One afternoon, however, when schools were closed in December and the children of the village were gathered at our home to play, Ooko picked a fight with my little sister over the skipping rope, and he smacked her face and pushed her hard to the ground. She fell on her buttocks and wailed, jerking about while looking at me, begging me to avenger her, and I, without thought, grabbed a rock and chased her assailant with it towards his home. I struck him once and he screamed:

“Grandfather! Grandfather!”

I stopped dead. But it was too late, too painfully late, for then I could see the old man standing and pointing his walking stick at me and muttering crazy things that sounded like: KABALAKUBALAVADIKALADIKAKABAHAHAKA . . .

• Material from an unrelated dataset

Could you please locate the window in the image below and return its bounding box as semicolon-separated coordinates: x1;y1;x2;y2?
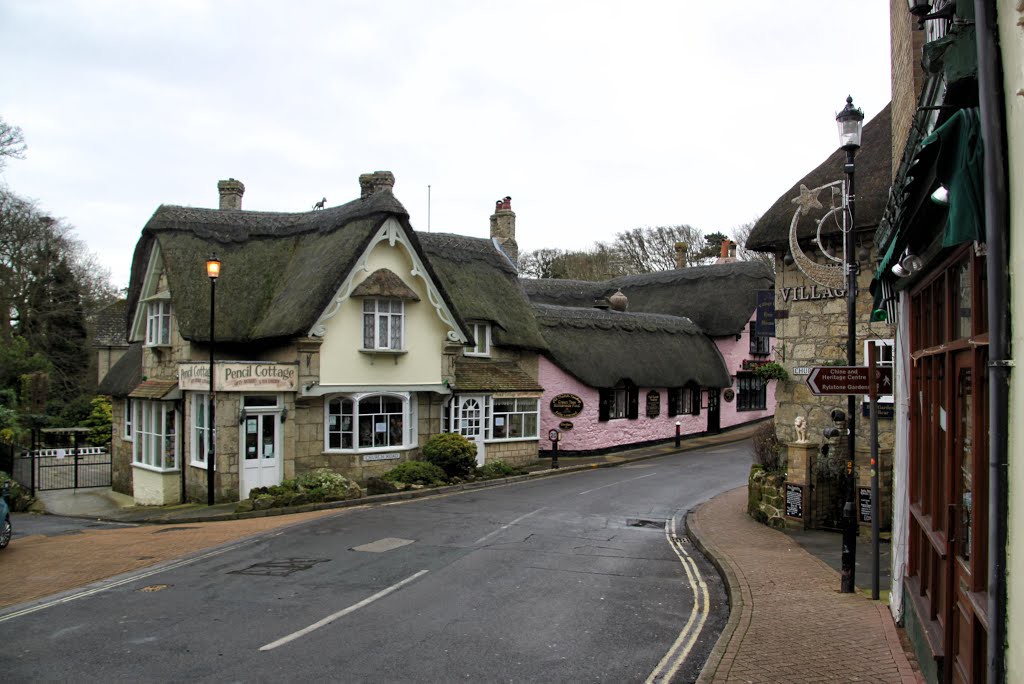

I think I became insane from the terror that seized me. I remember nothing else that transpired between that moment and when I bumped into my mother on the way. She was anxious and distressed, herself terrified for me. I could not talk; neither could I hear her. I’d been running too fast and shaking so badly that each heartbeat was a massive explosion. In answer to whatever she was saying, I pointed back from where I’d come and she stormed forthwith in that direction.

I tried to stop her; I tried with desperation and madness, yet in vain. She could not hear me. I thought Gwati would beat her up with his stick and she would be bent forever like Odote. As I watched her go, it dawned upon me that I’d become deaf-mute. It was too much to take. Darkness pervaded me.

When I came to, my mother was standing a few feet from me. She was bending like Odote. I stared at her for a few seconds hoping that she would rise erect, wanting her to, willing her, but she did not. She never did thenceforwards. She was weeping, her voice hoarse with hopeless anguish, her head turned backwards—a hundred and eighty degrees!—so that she was facing me with the back of her head.

She was bending forwards but her head was facing backwards.

That horrible Gwati, that devilish old man, had slapped her face and beat her back with his stick.

I howled, making a sharp, wretched, strangled unintelligible sound that made me black out again.

Around us, the rest of my playmates stood still and goggled at us, aghast.